A China afirmou nesta segunda-feira (11) que deseja trabalhar com os Estados Unidos para trazer mais estabilidade às relações internacionais. A declaração ocorre antes da visita do presidente americano, Donald Trump, ao país asiático para uma cúpula de três dias com o líder chinês, Xi Jinping. O encontro está marcado de quarta a sexta-feira.
A visita estava prevista para o final de março, mas foi adiada por causa da guerra no Oriente Médio. Esta é a primeira vez desde 2017, durante o primeiro mandato de Trump, que um presidente dos EUA vai à China. Joe Biden, seu sucessor, não visitou o país em seus quatro anos de governo.

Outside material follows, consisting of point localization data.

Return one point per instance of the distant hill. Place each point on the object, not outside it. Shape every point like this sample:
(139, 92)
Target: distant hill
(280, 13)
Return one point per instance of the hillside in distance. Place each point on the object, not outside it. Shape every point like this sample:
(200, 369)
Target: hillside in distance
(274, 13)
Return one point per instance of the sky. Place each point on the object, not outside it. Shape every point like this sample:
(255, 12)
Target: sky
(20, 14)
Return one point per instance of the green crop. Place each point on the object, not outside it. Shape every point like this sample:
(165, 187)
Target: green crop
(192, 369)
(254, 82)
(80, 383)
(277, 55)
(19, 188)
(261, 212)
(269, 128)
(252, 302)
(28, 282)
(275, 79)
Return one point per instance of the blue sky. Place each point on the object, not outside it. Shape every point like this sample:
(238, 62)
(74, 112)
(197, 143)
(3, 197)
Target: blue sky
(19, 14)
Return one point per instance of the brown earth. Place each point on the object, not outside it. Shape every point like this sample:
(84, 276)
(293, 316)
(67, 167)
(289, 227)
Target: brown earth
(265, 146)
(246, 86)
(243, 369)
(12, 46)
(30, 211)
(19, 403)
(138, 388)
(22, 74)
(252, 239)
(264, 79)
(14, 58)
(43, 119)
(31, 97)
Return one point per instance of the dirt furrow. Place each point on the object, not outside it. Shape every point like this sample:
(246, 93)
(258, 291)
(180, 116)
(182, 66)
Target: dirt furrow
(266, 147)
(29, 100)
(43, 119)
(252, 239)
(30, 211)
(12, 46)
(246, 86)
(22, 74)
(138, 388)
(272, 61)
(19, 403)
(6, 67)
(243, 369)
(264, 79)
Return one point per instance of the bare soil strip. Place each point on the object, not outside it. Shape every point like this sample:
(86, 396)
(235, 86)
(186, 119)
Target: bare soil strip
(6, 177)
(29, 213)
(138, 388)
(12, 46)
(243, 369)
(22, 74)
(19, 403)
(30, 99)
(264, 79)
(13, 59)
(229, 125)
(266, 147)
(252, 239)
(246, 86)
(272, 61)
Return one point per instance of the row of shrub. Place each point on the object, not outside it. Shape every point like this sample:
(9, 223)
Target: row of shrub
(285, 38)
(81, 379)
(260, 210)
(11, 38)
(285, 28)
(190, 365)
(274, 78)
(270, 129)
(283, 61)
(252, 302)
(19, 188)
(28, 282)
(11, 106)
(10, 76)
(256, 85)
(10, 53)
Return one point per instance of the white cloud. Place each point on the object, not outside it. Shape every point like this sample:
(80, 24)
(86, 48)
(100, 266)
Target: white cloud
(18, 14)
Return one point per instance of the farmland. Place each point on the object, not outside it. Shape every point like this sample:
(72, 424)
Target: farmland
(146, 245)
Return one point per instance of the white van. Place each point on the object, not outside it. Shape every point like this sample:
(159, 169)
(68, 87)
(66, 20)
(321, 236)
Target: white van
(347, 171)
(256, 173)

As relações comerciais devem ser o centro das negociações. Nos últimos meses, os dois países trocaram tarifas e restrições. Antes da cúpula, negociadores dos dois lados, o vice-primeiro-ministro chinês He Lifeng e o secretário do Tesouro dos EUA, Scott Bessent, vão se reunir em Seul. Em outubro, Xi e Trump concordaram com uma trégua temporária na guerra comercial, que pode ser estendida durante a visita.
Outro tema da cúpula será a crise no Oriente Médio, iniciada com o ataque de Israel e dos EUA contra o Irã em 28 de fevereiro. O porta-voz do Ministério das Relações Exteriores da China, Guo Jiakun, disse que Pequim quer cooperação e respeito mútuo com os americanos para trazer mais segurança a um mundo instável.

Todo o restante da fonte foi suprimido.